Gresik, daerah asalku, begitu panas. Bajuku basah, seperti disiram air. Bukan air segar, tapi peluh keringat yang menetes satu persatu tanpa henti. Aku memasuki pintu rumah yang tak terkunci.
"Assalamu'alaikum"
Hanya ada jawaban dari Yu Ya, asisten rumah tangga sekaligus orang yang merawatku sejak kecil. Aku pun segera mencari ibu. Pendengaran ibuku memang sedikit berkurang. Sepertinya itu komplikasi dari penyakit diabetes yang dideritanya dan ditambah efek samping obat yang dulu pernah dikonsumsi ibu.

Pukul 1 siang adalah saat aku memasuki rumah dan melihat jam dinding di ruang tamu. Aku terlalu gerah. Kubersihkan badanku sebelum selanjutnya aku menunaikan sholat.

Aku mulai memasuki kamar. Rasa itu muncul lagi, tanpa permisi. Tiba-tiba rasa senang yang kuperoleh setelah menginjakkan kaki di halaman rumah dan mencium tangan iby, pudar. Tergantikan rasa sedih dan takut. Kupandangi frame yang menempel di dinding kamarku. Kusadari, ayahku telah tiada. Aku selalu mengingat kepergian ayah jika pulang ke rumah ini. Aku teringat kembali, hidup ini adalah perjalanan menuju mati. Dan ayahku, telah lebih dulu berangkat, meninggalkan aku, ibu, dan 3 kakakku.
Aku berpikir, bagaimana jika setelah ini aku? Aku bahkan tak punya cukup bekal untuk perjalanan panjang itu.

Setelah meng-aamiin-kan doa-doaku. Perut ini sepertinya sudah memberi panggilan bahwa dia butuh asupan. Segera kupenuhi dan aku pun segera melanjutkan bacaanku. Setiap babnya, kuhayati. Kubaca perlahan.

Ada lima pertanyaan yang harus dijawab dalam novel itu, dan 3 diantaranya ada dalam hidupku.

●●●

Hari keduaku di rumah, aku masih saja memegang bacaan itu, karena semalam aku tertidur ketika membacanya.
Hari ini kukhatamkan semua paragraf di dalamnya. Hatiku begetar.  Bersitegang melawan perasaan-perasaan yang muncul. Tentang kemunafikan, jatuh cinta, dan kehilangan.

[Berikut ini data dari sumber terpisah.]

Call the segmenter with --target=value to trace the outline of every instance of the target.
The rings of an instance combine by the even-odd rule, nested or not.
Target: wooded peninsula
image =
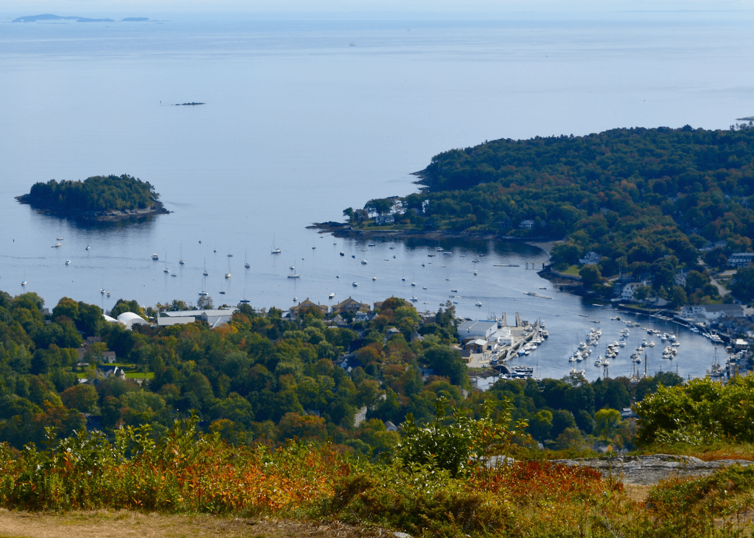
[[[127,174],[94,176],[82,181],[51,179],[35,183],[21,203],[59,216],[99,222],[120,221],[170,212],[149,182]]]
[[[578,274],[579,259],[594,252],[593,283],[648,276],[657,296],[675,305],[704,304],[721,300],[702,289],[708,278],[683,289],[673,274],[703,273],[700,250],[710,268],[751,251],[752,142],[748,124],[493,140],[435,155],[416,173],[421,192],[370,200],[343,214],[353,233],[559,240],[555,269]],[[602,287],[596,292],[611,296]]]

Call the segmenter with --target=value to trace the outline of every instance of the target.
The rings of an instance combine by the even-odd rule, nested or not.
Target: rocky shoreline
[[[332,234],[336,237],[391,237],[391,238],[415,238],[431,239],[477,239],[488,241],[513,241],[532,245],[543,250],[548,250],[543,246],[550,246],[553,243],[550,237],[516,237],[510,235],[500,235],[495,233],[452,232],[445,231],[418,231],[418,230],[360,230],[354,228],[348,222],[314,222],[311,226],[307,226],[310,230],[320,230],[320,234]]]
[[[46,207],[38,207],[29,201],[29,194],[17,196],[20,203],[26,203],[42,215],[52,215],[66,219],[73,219],[83,222],[120,222],[126,220],[139,220],[154,215],[167,215],[170,212],[165,209],[162,202],[154,200],[154,203],[143,209],[106,209],[105,211],[57,211]]]

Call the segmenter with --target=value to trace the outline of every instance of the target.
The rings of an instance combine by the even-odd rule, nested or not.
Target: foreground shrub
[[[0,503],[29,510],[97,508],[270,512],[332,494],[349,467],[329,445],[291,442],[271,450],[231,447],[198,434],[196,417],[155,442],[148,426],[79,433],[13,457],[0,445]],[[51,433],[51,432],[48,433]]]

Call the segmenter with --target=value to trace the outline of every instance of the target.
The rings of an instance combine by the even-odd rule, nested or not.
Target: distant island
[[[155,188],[127,174],[94,176],[84,181],[51,179],[35,183],[28,194],[16,197],[41,212],[82,221],[113,222],[169,213]]]
[[[13,23],[35,23],[38,20],[75,20],[77,23],[115,23],[113,19],[89,19],[85,17],[61,17],[60,15],[53,15],[51,14],[44,14],[41,15],[27,15],[14,19]],[[149,20],[146,17],[129,17],[122,19],[121,22],[127,23],[143,23]]]

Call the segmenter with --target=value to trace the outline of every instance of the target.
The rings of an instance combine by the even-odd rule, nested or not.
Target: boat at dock
[[[552,297],[547,297],[547,295],[541,295],[538,293],[535,293],[534,292],[524,292],[523,295],[531,295],[532,297],[538,297],[541,299],[551,299]]]

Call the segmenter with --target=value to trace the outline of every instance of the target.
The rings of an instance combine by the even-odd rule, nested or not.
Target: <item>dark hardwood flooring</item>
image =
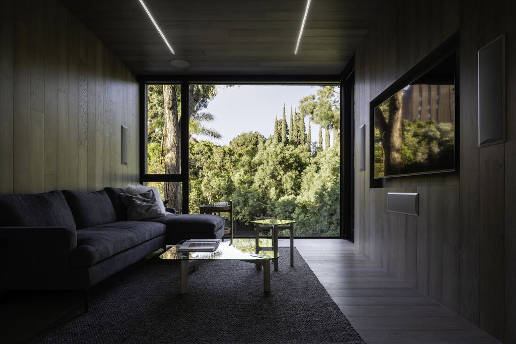
[[[288,240],[280,239],[280,245],[288,246]],[[295,245],[368,343],[499,342],[356,253],[347,241],[297,239]],[[92,293],[117,279],[108,279]],[[0,299],[2,343],[26,340],[82,300],[77,292],[9,293],[0,294]]]

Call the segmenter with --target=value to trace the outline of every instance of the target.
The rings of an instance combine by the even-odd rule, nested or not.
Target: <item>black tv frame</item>
[[[411,83],[417,80],[420,76],[422,76],[423,74],[429,71],[434,67],[454,54],[455,55],[455,69],[454,73],[455,88],[455,121],[454,123],[455,129],[454,168],[453,169],[445,170],[433,170],[428,172],[418,172],[416,173],[396,175],[396,176],[375,178],[374,169],[375,108],[392,97],[396,92],[407,86],[407,85],[409,85]],[[387,187],[387,180],[392,180],[393,178],[400,178],[419,175],[428,176],[443,174],[453,174],[459,173],[459,143],[460,142],[459,136],[460,132],[459,125],[460,103],[459,101],[459,32],[457,31],[370,101],[369,103],[369,175],[370,187]]]

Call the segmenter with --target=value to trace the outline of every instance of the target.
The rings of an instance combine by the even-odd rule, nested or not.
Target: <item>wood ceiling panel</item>
[[[391,0],[62,0],[135,74],[338,74]],[[180,69],[172,59],[190,62]]]

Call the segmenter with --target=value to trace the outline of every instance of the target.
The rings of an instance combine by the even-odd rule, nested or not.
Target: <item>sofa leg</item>
[[[84,299],[84,314],[89,310],[89,300],[88,297],[88,290],[83,290],[83,298]]]

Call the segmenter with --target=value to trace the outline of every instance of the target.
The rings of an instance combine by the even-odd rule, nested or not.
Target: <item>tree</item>
[[[290,124],[291,124],[290,127],[288,127],[289,128],[290,128],[290,132],[289,133],[288,135],[288,143],[291,145],[293,145],[296,142],[296,140],[295,139],[295,135],[294,135],[294,133],[295,133],[296,132],[296,130],[297,130],[297,129],[296,127],[294,127],[294,120],[292,117],[292,105],[291,105]]]
[[[307,132],[304,129],[304,116],[299,114],[299,144],[304,145],[306,140]]]
[[[399,174],[401,165],[402,95],[402,90],[377,106],[374,110],[375,127],[380,132],[380,140],[385,155],[385,175]],[[388,112],[386,116],[384,113],[386,110]]]
[[[181,95],[181,86],[164,85],[163,102],[165,109],[166,132],[165,165],[166,174],[181,173],[181,107],[178,104],[178,93]],[[190,85],[188,86],[188,120],[206,108],[208,102],[217,94],[217,88],[211,85]],[[166,182],[164,197],[168,200],[168,205],[179,210],[182,210],[180,183]]]
[[[340,132],[340,88],[325,86],[317,89],[315,95],[303,97],[299,101],[299,111],[303,116],[309,116],[314,123],[325,130],[334,129],[338,139]],[[328,133],[329,134],[329,133]],[[329,140],[327,145],[329,144]]]
[[[292,138],[292,143],[295,144],[297,144],[299,143],[299,135],[298,134],[299,130],[298,129],[298,124],[299,123],[299,120],[298,120],[298,118],[297,115],[295,115],[296,112],[294,111],[294,124],[291,127],[291,137]],[[291,106],[291,117],[292,117],[292,106]]]
[[[319,126],[319,150],[322,150],[322,128]]]
[[[308,134],[307,135],[307,142],[309,145],[312,144],[312,128],[310,127],[310,121],[308,121]]]
[[[288,143],[288,139],[287,139],[288,130],[287,120],[285,118],[285,103],[283,103],[283,118],[281,120],[281,144],[283,146],[286,146]]]
[[[330,128],[327,127],[325,128],[324,143],[325,147],[328,149],[330,148]]]

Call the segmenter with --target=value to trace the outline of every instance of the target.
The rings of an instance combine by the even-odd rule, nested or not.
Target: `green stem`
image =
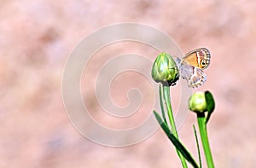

Pertanyaan tentang kehilangan telah terjawab.
Pun tentang jatuh cinta.
1. Setidaknya, mengikhlaskan adalah jalan keluarnya.
Kita tidak tahu mana yang baik bagi diri kita.
Kita sudah sering mendengar nasehat
"Boleh jadi apa yang kita inginkan, bukanlah apa yang kita butuhkan"
Nasehat itu semakin merasuk, meresap ke qalbu, lebih dari meresapnya kecap ke dalam daging ayam yang dimasak.
2. Lepaskan
"Jika itu memang untukmu, kelak pasti datang, dari mana saja, dengan cara apa saja"

Satu pertanyaan terakhir. Mungkinkah seorang perempuan 20 tahun ini adalah orang yang paling munafik di dunia?
Orang bisa dengan mudah menasehati, merangkai kata, dan membagi kebaikan, tapi melakukannya sendiri bukan perkara mudah.

Pertanyaan itu terus saja berputar-putar tanpa jawaban.
Kali ini aku menyerah. Memilih mencari jawabannya di lain kesempatan.
Tapi setidaknya perasaan dan pikiran yang dulu berkelana, merasakan dan memikirkan rasa yang tumbub tak wajar, kini telah pulang.
●●●

Terkadang, jawaban dari pertanyaan dalam hidupmu dapat kau temukan dari orang lain. Namun kadang, waktulah yang akan menjawabnya.